Other studies report success rates of anywhere from 15 to 50 percent, with success dependent in many cases upon appropriateness of use.

Trigger-Point Injection Therapy

Trigger point injection therapy is another popular, if somewhat controversial, injection option for relieving back pain. Unlike epidural injections, the trigger point approach is used for musculoskeletal pain. Local anesthetic and/or steroid is injected into the fibers within a muscle to relieve muscle spasm, which has often resulted from soft tissue damage.
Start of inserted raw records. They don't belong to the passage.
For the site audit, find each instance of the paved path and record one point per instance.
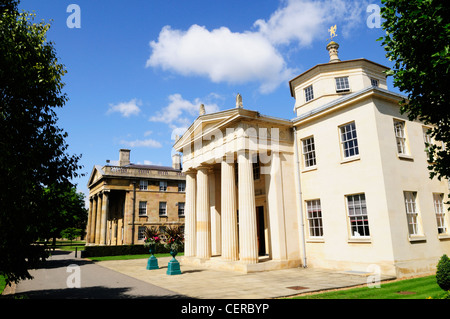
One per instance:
(126, 279)
(52, 281)
(206, 283)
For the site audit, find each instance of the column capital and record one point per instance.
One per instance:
(191, 171)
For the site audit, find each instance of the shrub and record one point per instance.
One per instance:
(443, 273)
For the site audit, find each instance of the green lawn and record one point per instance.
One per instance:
(417, 288)
(125, 257)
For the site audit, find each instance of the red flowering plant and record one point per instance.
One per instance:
(152, 236)
(174, 238)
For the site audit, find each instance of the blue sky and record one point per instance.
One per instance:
(138, 70)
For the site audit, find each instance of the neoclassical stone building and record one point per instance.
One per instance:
(344, 185)
(126, 198)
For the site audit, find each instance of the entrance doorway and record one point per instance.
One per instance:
(260, 227)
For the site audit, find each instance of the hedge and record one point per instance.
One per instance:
(101, 251)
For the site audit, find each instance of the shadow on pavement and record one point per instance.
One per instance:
(98, 292)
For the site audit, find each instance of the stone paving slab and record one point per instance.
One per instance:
(207, 283)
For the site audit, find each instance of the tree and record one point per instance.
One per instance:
(418, 41)
(443, 273)
(71, 233)
(33, 151)
(65, 209)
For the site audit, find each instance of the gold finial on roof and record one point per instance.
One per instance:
(332, 31)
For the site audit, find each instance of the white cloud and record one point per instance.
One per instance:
(142, 143)
(126, 108)
(254, 56)
(220, 55)
(181, 111)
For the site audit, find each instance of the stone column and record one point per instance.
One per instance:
(88, 226)
(203, 220)
(214, 215)
(104, 224)
(228, 211)
(93, 220)
(248, 241)
(274, 188)
(98, 218)
(190, 228)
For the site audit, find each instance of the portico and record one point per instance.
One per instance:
(235, 218)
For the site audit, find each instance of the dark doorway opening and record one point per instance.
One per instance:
(260, 226)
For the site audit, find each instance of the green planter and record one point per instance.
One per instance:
(152, 262)
(173, 268)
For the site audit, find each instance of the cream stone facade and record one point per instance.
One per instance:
(344, 185)
(125, 199)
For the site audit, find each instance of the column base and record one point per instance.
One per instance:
(264, 264)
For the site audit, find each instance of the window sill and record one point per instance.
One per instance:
(350, 159)
(405, 157)
(417, 238)
(444, 236)
(315, 240)
(359, 240)
(309, 169)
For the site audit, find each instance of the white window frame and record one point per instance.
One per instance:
(309, 152)
(162, 208)
(143, 185)
(141, 232)
(142, 208)
(358, 217)
(349, 140)
(314, 217)
(309, 93)
(400, 136)
(440, 211)
(181, 207)
(342, 84)
(412, 213)
(374, 82)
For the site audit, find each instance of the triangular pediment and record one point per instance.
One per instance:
(209, 122)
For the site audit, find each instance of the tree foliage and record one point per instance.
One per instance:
(33, 151)
(443, 273)
(418, 41)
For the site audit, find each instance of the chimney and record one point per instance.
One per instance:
(176, 161)
(124, 157)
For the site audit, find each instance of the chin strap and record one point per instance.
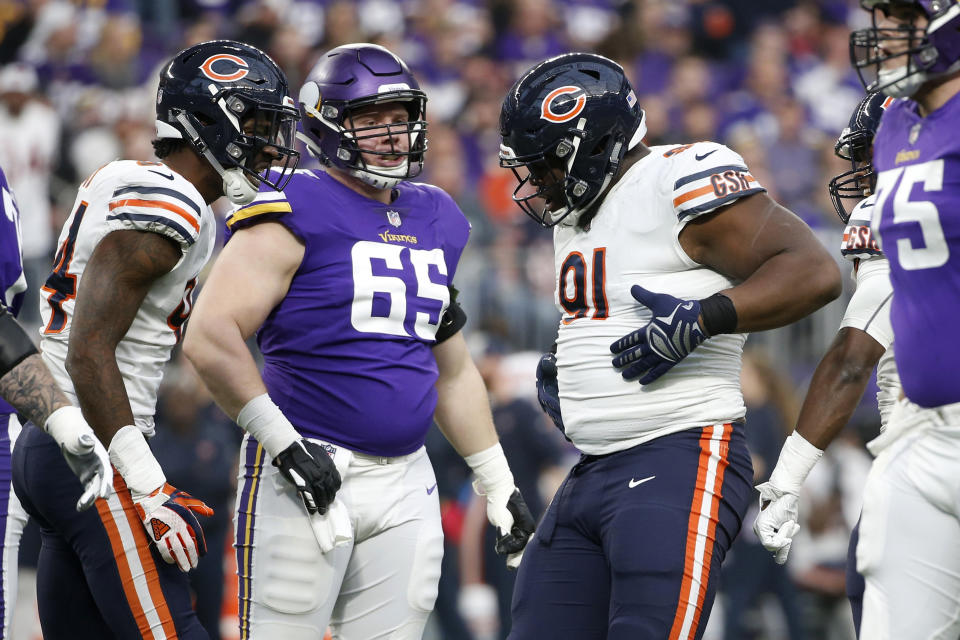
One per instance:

Usually performed in the doctor’s office, it can take effect immediately or after as long as two days.

In Back Talk: How to Diagnose and Cure Low Back Pain and Sciatica, author Loren M. Fishman, M.D., mentions the use, in this type of injection therapy, of a medication called Botox (botulinum toxin type A), which comes from the same bacterium that causes botulism. Said to paralyze muscle in spasm and eradicate pain within ten to twenty days, the effects have been claimed to last for three to four months, often up to half a year. Dr. Fishman also notes that normal saline (sterile salt water) has been used in trigger-point injections to push apart compressed or constricted structures.

Other studies have found “dry needling” (injections without drugs) just as effective as those using anesthetic, or anesthetic and steroid, for some low back pain patients. One researcher theorized that achieving a local twitch response – an involuntary muscle movement – with the needle was the most important factor in success, an idea compatible with the intramuscular stimulation technique.